Mowat: I think you still do what you do. There’s not quite the detail or the setup that you have on a feature film, but at the same time, I think you still have to give it the same respect in treatment and prep. You have to treat it as though you’re going to shoot it this way. And the detail of it, you don’t have the detail you have in the background or the extras or crowd, etc. But you still have to treat it the same way. There’s no difference in that. I think you have to work a little bit faster, well, a lot faster. But that’s just the reality of shooting [for] streaming.
The business has changed fundamentally.
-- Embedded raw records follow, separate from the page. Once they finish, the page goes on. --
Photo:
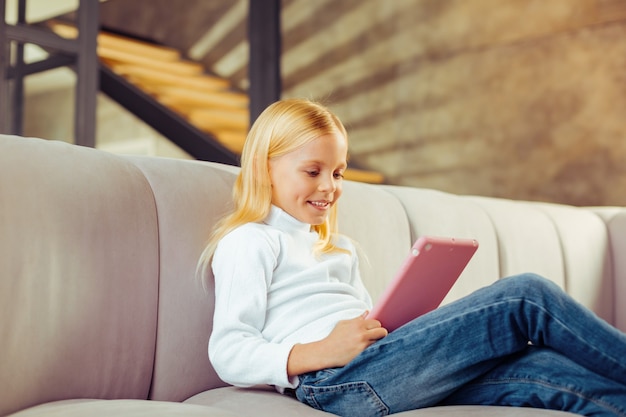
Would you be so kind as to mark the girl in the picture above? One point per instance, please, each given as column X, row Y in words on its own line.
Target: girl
column 290, row 308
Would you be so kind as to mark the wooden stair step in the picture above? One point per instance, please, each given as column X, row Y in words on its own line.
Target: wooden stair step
column 237, row 119
column 143, row 75
column 183, row 86
column 181, row 97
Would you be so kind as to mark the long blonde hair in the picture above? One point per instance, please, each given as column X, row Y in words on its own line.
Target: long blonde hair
column 281, row 128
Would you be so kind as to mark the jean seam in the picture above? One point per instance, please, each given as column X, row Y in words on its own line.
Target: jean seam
column 310, row 392
column 559, row 388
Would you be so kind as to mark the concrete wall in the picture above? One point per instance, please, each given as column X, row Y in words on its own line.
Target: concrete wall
column 523, row 99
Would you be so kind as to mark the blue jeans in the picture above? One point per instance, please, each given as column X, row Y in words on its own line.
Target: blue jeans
column 520, row 342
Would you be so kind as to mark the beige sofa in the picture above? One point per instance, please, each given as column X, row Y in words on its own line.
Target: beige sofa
column 100, row 311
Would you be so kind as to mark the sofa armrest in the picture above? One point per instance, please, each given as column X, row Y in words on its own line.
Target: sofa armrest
column 615, row 220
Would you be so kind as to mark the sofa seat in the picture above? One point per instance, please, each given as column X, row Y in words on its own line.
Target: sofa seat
column 101, row 312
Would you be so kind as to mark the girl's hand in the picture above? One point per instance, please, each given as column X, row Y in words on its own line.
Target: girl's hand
column 344, row 343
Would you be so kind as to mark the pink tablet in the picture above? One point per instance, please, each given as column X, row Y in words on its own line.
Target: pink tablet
column 420, row 285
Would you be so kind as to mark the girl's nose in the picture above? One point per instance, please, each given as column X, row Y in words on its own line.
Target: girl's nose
column 327, row 184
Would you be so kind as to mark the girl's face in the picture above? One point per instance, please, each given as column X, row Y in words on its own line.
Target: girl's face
column 308, row 181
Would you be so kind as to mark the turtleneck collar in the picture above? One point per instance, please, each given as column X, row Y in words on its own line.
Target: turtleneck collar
column 284, row 221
There’s so much more streaming. It’s new for me, but it’s something I’m not afraid of anymore. But a lot of people come onto films now who are frightened of it, because it’s the big screen. I think they should be afraid. It is different. Makeup on television has been too heavy, too makeup-y. I’m from a world of … it’s based in reality, I don’t like to see or notice the hair and makeup.
Nerds & Beyond: With all of your years of experience in the film industry, what’s an important sentiment or piece of advice that you like to carry with you?
Mowat: I think you want to make your job look easy. Because there’s something where everybody makes it all so fraught and difficult, and that kind of bothers me a little bit now that I’m older and wiser. Once upon a time, you know. I think less is more, it’s just the way I’ve always been in terms of the work. Maybe I’m afraid of things, but it’s okay to be anxious. It’s okay to worry. It’s okay. I think people worry about being worried. The anxiety should be so you’re not worried, that you don’t think twice. There are times you should just let it go. It doesn’t matter. You shouldn’t worry over, “Is the hair this way, or is it here?” It’s overkill. It’s a very difficult business because it gets so myopic. That’s what it is. You have to know what to let go: little things you let go.